This release fixes the following bugs:
- Zeek now builds correctly with newer versions of LibreSSL.
- ZeekJS was updated to v0.23.0, which brings compatibility with Node v26.
- Spicy was updated to v1.14.1.
- The TCP analyzer now clamps the window scale to 14 bytes, which conforms with RFC7323.
- The Geneve analyzer now properly parses encapsulated IPv6 packets.
- A regression in the management framework's handling of metrics-port collision avoidance was fixed.
- A number of out-of-bounds reads where fixed in the following analyzers: BitTorrent, DCE-RPC, GSS-API, GTPv1, IRC, KRB, Login, NetBIOS, NFLog, and SSL.
- A number of signed bit-shifting issues were fixed in the following analyzers: ASN.1, DNS, DTLS, FTP, Geneve, IP, NetBIOS, Null, RFB, SNAP, SMB, and VXLAN.
- The Ident analyzer fixed a potential signed overflow when parsing port information.
- A bug was fixed in the pcapng packet source with handling empty options blocks.

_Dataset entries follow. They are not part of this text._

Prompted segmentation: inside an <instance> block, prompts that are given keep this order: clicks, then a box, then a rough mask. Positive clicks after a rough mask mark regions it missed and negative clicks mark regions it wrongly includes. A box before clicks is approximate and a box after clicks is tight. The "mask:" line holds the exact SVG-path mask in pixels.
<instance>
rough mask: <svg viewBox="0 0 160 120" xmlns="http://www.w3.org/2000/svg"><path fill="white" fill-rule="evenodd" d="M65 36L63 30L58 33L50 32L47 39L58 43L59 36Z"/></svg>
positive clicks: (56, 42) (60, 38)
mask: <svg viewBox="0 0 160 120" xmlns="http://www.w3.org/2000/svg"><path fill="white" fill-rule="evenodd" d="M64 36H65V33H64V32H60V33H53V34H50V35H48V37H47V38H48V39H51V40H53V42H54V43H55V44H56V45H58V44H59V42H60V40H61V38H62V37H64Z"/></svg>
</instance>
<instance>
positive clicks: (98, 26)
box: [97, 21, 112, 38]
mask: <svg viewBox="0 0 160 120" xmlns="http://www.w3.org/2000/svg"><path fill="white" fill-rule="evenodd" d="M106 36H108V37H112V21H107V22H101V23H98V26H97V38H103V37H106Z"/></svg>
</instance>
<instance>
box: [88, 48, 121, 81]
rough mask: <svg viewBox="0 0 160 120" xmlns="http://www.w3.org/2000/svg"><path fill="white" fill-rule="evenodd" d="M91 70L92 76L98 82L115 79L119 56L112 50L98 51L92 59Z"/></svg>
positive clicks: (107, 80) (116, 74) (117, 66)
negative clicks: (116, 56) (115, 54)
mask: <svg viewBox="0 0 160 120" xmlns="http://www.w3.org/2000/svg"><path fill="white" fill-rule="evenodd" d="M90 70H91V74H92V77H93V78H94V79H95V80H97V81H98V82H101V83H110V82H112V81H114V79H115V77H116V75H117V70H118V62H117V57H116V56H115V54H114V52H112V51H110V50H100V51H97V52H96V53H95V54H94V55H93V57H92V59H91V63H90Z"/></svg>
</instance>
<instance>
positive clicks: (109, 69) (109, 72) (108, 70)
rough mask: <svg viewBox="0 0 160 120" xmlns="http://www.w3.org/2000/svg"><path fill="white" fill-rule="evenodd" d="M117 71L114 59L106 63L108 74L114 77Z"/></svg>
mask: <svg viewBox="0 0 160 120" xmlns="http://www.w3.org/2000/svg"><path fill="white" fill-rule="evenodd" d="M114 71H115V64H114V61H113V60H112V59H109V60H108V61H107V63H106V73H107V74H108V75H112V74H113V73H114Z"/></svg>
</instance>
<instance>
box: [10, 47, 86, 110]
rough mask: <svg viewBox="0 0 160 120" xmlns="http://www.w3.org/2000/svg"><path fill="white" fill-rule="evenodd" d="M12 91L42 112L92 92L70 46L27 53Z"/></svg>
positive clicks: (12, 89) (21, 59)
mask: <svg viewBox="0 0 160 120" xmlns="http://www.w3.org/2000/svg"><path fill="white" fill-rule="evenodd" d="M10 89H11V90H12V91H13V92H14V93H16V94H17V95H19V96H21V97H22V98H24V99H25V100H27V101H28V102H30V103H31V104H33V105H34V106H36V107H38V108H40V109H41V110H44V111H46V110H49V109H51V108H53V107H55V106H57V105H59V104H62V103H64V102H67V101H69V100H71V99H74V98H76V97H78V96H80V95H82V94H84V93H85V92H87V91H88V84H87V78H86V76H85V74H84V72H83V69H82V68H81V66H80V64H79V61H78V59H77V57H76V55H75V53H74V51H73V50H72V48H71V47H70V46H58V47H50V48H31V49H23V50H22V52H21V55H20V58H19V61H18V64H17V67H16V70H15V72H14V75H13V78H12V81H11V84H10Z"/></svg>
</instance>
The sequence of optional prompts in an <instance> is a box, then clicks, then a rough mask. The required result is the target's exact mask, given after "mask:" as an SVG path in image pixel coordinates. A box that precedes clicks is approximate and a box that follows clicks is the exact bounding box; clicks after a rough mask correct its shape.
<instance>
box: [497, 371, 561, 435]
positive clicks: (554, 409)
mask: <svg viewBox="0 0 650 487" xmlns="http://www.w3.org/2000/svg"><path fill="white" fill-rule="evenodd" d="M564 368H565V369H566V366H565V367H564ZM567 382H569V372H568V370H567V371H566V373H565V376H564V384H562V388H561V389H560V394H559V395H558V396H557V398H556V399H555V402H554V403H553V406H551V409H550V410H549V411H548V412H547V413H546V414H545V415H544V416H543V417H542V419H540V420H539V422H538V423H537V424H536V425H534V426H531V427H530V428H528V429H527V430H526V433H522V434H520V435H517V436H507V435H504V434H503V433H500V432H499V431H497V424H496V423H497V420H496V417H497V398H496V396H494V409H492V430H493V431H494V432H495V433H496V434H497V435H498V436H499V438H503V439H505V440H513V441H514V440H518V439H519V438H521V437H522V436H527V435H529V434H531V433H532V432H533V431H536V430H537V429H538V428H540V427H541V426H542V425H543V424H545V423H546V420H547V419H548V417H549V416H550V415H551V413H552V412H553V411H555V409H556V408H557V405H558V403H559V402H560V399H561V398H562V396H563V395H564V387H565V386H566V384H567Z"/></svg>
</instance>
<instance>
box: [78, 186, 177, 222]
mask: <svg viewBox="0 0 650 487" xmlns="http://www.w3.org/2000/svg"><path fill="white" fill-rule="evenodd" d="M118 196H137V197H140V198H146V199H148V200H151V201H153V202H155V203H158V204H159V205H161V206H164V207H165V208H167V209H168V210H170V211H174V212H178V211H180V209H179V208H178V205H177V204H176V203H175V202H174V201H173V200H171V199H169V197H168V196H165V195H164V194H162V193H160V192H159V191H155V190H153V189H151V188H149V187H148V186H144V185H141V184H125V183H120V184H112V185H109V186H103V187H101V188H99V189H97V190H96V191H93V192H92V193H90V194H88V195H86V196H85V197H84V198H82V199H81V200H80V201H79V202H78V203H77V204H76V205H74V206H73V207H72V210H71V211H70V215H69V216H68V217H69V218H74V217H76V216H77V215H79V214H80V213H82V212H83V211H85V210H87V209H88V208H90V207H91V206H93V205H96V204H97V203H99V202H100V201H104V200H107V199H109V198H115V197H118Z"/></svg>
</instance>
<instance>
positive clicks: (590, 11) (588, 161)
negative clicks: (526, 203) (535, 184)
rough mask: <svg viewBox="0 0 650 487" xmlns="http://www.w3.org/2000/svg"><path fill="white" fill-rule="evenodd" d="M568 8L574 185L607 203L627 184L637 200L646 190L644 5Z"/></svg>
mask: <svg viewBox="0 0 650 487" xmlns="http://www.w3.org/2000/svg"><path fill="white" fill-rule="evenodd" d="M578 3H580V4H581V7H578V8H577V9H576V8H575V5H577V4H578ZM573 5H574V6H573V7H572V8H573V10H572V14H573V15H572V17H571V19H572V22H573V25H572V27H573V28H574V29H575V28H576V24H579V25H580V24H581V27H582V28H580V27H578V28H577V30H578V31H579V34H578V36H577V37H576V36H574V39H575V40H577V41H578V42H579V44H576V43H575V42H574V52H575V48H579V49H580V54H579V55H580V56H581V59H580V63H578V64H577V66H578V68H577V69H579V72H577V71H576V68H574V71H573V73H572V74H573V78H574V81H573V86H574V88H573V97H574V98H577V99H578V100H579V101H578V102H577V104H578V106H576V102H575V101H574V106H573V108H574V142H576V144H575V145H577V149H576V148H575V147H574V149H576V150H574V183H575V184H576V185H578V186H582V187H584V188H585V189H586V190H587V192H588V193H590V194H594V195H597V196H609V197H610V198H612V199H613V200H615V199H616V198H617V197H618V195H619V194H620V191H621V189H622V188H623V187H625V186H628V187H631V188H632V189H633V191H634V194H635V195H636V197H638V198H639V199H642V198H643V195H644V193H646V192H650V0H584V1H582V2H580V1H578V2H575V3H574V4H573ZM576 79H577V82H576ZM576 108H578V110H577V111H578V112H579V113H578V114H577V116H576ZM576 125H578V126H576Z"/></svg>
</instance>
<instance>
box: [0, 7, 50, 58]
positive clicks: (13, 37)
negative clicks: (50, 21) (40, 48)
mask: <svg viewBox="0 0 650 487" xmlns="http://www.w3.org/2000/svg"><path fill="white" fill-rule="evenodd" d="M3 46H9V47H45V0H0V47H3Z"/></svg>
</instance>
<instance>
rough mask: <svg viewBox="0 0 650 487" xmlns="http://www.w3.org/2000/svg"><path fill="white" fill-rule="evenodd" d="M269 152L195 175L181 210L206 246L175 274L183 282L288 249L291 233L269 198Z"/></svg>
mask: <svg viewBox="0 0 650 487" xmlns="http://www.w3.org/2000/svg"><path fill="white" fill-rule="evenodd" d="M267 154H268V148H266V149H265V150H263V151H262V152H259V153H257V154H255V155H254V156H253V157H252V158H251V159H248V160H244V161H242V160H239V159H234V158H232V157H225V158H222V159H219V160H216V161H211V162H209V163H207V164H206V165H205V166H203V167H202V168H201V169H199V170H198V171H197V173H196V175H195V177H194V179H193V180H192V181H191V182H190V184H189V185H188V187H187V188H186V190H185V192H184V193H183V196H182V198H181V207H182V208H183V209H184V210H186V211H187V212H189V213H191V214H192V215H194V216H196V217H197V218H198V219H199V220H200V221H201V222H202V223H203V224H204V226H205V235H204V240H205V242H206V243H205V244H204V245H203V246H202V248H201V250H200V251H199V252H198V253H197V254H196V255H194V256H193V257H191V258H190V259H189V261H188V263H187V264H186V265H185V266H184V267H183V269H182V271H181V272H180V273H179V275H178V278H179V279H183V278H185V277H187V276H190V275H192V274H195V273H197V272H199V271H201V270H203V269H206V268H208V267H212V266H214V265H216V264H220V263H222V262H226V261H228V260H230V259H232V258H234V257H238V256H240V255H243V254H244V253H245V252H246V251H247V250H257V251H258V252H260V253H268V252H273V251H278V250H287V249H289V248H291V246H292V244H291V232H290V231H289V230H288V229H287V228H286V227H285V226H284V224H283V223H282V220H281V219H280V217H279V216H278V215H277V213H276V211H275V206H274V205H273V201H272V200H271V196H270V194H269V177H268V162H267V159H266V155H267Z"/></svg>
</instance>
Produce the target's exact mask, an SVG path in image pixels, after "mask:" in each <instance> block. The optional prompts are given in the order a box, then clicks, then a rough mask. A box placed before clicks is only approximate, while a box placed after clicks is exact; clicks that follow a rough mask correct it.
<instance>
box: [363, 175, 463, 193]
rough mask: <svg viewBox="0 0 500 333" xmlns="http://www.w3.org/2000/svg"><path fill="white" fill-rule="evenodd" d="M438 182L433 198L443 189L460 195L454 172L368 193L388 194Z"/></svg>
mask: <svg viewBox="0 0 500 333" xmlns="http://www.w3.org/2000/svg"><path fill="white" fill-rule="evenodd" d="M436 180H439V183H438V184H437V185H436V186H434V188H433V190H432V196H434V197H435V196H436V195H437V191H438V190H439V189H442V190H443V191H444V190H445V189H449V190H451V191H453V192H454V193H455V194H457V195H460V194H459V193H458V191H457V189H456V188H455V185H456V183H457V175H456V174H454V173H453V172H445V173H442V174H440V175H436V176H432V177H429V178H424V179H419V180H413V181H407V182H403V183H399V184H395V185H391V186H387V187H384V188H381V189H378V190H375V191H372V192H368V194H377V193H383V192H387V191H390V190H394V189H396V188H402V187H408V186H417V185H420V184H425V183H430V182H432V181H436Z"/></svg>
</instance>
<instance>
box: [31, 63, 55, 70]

- A potential segfault was fixed with the global_ids BIF if it was called during startup before all of the script-level type data was fully parsed.
- The NTP analyzer gained some additional length checking when parsing extension fields to avoid potential integer overflows.
- Certain protocol fields in the RDP parser are capped to maximum values to prevent unbounded buffering.
- A few fixes were applied to the handling of HTTP Content-Range values to avoid integer overflows.
- The GENEVE and VXLAN analyzers now use the correct packet object when parsing the inner packet, avoiding a possible null pointer dereference.